Eine Liste der sieben klassischen Trappistenbrauereien, in Klammern das Jahr der Gründung:

  • Achel (1871)
  • Chimay (1862)
  • Orval (1932)
  • Rochefort (1595)
  • Westmalle (1836)
  • Westvleteren (1839)
  • La Trappe (1884)

 

Die Zisterzienserabtei Notre-Dame de Scourmont
Die Zisterzienserabtei Notre-Dame de Scourmont (Foto: Cinoworus, Abbaye de Scourmont, CC BY-SA 4.0)

Achel

Seit 1871 brauten die Trappisten in der St. Benedictus Abdij in Achel in der belgischen Provinz Limburg Bier. 1914 flüchteten sie vor den deutschen Besatzern, die die Brauerei 1917 zerstörten, um das Kupfer der Brauanlagen zu erbeuten. 1998 gelang die Neueröffnung mit Hilfe der Trappisten aus Rochefort und Westmalle. Mit 4500 hl pro Jahr ist Achel die kleinste der klassischen Trappistenbrauereien.

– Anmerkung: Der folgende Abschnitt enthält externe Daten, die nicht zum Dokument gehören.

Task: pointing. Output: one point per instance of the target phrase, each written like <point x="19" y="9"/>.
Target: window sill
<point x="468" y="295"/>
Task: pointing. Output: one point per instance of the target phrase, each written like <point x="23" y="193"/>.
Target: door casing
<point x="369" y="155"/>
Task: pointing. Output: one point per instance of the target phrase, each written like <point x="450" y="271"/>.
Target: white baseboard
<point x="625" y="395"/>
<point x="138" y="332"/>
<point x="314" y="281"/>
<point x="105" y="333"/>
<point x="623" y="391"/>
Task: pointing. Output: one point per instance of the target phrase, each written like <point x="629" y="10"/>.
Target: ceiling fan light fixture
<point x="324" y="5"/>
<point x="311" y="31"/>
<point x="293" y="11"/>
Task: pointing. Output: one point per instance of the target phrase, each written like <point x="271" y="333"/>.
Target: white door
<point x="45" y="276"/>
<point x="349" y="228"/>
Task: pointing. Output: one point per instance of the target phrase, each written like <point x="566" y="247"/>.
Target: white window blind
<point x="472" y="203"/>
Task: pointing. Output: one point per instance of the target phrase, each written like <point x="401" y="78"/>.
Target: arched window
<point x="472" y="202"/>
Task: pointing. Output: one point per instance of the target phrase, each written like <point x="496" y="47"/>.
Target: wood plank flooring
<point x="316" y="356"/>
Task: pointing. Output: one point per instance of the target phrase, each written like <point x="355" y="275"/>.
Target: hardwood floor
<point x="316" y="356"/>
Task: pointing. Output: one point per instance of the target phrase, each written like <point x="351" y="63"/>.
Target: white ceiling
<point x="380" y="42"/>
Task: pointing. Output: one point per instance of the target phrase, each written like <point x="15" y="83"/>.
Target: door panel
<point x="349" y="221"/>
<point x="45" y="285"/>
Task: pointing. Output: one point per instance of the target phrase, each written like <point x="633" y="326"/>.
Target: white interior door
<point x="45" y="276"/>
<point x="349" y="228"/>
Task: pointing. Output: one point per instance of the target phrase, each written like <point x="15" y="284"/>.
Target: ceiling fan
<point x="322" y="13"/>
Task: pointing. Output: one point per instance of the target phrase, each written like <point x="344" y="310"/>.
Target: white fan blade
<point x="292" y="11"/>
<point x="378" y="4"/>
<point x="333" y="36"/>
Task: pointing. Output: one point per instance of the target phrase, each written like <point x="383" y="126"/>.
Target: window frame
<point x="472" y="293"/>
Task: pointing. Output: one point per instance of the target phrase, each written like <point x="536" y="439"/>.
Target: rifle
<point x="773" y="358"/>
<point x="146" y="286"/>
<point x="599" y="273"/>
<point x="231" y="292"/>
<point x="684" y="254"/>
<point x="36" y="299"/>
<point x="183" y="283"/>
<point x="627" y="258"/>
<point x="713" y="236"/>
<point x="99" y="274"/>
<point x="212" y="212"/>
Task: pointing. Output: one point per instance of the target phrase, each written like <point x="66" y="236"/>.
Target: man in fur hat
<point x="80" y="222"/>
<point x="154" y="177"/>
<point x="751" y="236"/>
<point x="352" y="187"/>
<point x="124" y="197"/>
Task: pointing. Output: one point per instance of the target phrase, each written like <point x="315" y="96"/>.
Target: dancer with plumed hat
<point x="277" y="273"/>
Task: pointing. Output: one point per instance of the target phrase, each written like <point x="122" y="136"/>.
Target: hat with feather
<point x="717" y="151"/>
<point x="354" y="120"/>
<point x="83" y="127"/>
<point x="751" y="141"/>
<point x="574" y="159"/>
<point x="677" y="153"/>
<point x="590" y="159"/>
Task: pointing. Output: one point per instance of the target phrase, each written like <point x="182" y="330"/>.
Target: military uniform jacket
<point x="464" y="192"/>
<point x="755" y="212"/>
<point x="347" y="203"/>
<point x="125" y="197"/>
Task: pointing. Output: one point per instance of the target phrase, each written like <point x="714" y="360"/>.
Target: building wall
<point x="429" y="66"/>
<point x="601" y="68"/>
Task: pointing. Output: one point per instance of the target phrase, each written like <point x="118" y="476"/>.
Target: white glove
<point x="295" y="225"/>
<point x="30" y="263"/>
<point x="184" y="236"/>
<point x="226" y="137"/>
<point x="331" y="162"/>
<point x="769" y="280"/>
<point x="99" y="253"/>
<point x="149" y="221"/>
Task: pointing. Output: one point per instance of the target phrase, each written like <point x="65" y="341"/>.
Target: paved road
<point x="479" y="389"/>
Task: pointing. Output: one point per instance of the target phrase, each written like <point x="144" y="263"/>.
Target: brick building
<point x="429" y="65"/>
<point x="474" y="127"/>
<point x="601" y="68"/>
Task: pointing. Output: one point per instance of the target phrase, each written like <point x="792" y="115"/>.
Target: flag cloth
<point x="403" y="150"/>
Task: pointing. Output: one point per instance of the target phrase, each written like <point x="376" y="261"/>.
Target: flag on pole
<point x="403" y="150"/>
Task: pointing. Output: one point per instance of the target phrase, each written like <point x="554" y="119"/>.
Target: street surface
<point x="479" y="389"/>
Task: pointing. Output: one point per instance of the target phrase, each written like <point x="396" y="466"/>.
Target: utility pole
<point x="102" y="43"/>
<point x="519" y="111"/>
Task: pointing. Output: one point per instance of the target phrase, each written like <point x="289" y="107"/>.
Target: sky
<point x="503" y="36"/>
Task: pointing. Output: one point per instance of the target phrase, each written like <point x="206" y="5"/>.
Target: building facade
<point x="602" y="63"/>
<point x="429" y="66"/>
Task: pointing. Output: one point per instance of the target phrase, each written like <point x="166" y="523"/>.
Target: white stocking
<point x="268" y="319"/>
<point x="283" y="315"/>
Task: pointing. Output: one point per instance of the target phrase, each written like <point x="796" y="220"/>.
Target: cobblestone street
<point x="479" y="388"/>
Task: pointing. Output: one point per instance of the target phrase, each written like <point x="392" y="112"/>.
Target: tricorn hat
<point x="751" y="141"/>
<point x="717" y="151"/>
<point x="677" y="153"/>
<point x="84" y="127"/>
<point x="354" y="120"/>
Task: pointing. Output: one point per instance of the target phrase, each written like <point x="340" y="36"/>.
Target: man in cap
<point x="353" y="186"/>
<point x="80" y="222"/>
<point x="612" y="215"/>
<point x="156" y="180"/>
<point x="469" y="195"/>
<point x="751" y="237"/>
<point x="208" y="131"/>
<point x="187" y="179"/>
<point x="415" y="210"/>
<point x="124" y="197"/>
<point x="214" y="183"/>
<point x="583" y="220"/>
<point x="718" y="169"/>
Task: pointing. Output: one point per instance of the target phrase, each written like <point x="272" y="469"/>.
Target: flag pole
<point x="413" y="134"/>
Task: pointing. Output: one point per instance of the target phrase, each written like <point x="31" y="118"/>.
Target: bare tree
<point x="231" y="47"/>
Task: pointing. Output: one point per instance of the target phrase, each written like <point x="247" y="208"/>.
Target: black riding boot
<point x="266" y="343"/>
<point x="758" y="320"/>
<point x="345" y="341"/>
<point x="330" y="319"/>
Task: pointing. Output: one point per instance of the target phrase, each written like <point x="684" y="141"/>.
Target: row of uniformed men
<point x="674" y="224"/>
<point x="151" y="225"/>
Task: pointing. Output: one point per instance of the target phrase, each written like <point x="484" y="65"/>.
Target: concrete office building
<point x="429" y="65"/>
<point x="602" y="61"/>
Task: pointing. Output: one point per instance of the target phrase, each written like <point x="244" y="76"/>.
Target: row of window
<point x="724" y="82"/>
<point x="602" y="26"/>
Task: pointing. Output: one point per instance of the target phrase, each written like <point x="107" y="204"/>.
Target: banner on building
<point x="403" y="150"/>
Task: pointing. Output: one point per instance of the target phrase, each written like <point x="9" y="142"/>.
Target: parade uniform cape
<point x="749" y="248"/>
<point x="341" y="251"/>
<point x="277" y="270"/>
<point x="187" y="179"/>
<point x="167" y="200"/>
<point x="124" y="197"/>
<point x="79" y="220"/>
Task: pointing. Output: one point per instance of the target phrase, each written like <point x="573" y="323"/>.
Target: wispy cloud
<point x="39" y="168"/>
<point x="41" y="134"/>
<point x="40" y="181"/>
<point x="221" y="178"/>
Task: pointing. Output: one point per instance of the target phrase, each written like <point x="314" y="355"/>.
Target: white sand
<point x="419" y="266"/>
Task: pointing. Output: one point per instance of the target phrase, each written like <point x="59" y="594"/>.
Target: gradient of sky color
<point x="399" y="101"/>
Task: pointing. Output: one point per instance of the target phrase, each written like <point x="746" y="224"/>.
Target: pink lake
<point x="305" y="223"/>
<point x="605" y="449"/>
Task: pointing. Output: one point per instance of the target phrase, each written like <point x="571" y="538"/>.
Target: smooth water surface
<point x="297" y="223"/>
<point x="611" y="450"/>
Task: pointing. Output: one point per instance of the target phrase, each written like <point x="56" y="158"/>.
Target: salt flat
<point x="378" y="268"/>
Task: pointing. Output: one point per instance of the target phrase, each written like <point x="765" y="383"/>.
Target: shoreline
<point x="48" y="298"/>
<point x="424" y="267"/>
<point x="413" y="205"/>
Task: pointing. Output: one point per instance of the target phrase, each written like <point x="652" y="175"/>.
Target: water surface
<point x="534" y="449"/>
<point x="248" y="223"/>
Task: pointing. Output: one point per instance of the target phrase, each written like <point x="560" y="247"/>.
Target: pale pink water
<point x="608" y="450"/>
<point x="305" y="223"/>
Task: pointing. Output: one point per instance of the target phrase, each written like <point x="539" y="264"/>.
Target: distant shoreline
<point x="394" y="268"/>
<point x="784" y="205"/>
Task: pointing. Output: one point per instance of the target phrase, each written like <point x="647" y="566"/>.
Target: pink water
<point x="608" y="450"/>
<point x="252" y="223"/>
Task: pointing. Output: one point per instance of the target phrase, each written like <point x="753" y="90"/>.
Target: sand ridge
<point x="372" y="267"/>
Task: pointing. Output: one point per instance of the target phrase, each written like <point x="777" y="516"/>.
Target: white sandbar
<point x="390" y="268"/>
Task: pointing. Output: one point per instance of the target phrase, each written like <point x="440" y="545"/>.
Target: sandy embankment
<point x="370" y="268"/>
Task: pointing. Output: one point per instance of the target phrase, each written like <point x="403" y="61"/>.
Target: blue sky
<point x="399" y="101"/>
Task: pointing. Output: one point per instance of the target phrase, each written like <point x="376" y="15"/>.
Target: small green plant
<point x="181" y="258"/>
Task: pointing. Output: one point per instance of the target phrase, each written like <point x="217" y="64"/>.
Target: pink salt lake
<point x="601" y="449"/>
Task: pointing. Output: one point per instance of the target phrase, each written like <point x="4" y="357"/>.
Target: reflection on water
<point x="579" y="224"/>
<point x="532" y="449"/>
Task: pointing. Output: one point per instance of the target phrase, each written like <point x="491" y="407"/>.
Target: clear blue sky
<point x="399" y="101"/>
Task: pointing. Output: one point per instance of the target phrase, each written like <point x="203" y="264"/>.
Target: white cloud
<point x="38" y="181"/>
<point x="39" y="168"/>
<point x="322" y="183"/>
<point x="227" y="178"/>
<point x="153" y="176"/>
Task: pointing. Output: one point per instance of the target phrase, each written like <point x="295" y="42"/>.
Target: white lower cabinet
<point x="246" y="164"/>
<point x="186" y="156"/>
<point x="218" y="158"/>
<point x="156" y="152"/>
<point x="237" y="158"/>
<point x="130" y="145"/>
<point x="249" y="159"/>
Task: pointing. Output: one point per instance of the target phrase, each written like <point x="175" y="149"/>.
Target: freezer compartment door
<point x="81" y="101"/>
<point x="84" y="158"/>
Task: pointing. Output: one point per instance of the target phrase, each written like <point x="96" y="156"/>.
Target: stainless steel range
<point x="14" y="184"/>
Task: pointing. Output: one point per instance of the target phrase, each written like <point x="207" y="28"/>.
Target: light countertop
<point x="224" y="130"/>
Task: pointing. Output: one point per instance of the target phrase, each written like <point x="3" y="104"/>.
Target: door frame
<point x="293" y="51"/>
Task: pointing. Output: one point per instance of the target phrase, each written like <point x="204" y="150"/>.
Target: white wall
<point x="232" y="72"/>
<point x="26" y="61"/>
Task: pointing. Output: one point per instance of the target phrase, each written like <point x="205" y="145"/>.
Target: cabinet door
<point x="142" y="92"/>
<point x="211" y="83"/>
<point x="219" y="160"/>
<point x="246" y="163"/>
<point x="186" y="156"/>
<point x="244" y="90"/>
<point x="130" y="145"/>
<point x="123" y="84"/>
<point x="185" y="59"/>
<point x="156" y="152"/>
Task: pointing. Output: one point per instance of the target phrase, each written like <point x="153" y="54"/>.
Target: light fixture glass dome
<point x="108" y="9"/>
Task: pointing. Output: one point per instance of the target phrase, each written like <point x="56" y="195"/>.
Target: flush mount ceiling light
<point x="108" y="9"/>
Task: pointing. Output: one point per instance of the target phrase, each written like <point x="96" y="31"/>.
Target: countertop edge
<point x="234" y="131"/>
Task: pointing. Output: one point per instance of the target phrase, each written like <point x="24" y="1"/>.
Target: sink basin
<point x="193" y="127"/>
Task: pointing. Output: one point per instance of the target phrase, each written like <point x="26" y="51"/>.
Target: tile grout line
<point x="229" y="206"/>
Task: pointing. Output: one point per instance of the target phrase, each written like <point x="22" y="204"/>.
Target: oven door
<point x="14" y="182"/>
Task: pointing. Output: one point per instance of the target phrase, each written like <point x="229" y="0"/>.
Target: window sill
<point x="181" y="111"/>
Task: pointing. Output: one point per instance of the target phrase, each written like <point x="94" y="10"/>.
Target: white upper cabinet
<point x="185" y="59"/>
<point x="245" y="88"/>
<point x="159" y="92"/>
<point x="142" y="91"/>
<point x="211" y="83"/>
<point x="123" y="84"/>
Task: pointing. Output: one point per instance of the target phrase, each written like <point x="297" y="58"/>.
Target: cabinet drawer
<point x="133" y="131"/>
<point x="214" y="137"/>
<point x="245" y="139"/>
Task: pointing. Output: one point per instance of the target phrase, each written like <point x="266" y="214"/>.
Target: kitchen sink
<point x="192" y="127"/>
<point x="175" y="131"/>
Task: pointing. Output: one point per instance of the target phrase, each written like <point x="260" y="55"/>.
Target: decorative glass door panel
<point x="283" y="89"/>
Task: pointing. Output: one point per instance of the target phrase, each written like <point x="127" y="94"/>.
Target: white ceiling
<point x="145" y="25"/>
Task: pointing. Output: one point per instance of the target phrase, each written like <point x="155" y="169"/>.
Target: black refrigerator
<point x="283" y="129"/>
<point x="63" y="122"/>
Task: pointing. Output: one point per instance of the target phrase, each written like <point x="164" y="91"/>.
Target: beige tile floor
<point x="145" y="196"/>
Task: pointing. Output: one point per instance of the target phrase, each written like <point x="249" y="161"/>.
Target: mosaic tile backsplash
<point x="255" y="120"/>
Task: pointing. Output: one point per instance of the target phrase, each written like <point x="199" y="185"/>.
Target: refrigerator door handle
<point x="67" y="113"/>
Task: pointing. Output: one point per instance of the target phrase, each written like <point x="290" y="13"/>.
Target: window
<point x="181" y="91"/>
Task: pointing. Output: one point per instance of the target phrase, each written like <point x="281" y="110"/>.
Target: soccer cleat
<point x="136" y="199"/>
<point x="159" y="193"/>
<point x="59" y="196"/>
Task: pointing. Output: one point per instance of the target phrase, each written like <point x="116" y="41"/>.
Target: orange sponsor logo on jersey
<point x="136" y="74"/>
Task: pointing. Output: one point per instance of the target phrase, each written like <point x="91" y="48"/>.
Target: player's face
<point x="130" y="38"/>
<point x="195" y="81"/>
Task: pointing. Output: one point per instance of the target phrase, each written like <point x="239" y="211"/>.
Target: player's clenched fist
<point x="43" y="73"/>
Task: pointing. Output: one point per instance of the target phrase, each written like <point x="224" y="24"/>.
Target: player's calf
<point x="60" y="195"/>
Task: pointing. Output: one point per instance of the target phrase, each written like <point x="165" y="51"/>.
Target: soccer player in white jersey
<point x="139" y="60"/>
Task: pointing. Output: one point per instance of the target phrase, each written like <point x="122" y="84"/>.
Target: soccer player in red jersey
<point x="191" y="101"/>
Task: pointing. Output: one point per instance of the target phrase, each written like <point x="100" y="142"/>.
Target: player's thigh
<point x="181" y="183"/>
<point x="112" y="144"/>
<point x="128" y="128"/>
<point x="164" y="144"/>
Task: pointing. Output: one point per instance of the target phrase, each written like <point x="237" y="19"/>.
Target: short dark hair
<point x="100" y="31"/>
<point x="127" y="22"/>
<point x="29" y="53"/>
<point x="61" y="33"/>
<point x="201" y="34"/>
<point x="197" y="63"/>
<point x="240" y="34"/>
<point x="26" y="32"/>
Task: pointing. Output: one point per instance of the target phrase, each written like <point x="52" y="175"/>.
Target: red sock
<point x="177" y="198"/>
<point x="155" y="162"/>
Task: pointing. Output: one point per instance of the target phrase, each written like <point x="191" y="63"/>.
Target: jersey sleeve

2011 wurde der Konvent aufgelöst. Bis 2018 verwalteten die Trappisten von Westmalle das Kloster. Seit 2018 beherbergt es eine Gemeinschaft der Fazenda da Esperança. Die Fazenda da Esperança (Hof der Hoffnung) ist ein internationales pastorales Projekt, das Drogenabhängigen, marginalisierten Jugendlichen und Erwachsenen sowie Süchtigen aller Art Hilfe für ein erneuertes Leben geben will.

In Achel werden derzeit zwei Fassbiere Hell und Dunkel mit je 5,0 Vol.-Prozent Alkohol hergestellt. Hinzu kommen seit 2001 drei Flaschenbiere: Tripel (Blond) und Dubbel (Bruin) mit je 8,0 Vol.-Prozent Alkohol sowie Dubbel Extra mit 9,5 Vol.-Prozent Alkohol. Die Abfüllung erfolgt in der Brauerei Bios-Van Steenberge in Ertvelde.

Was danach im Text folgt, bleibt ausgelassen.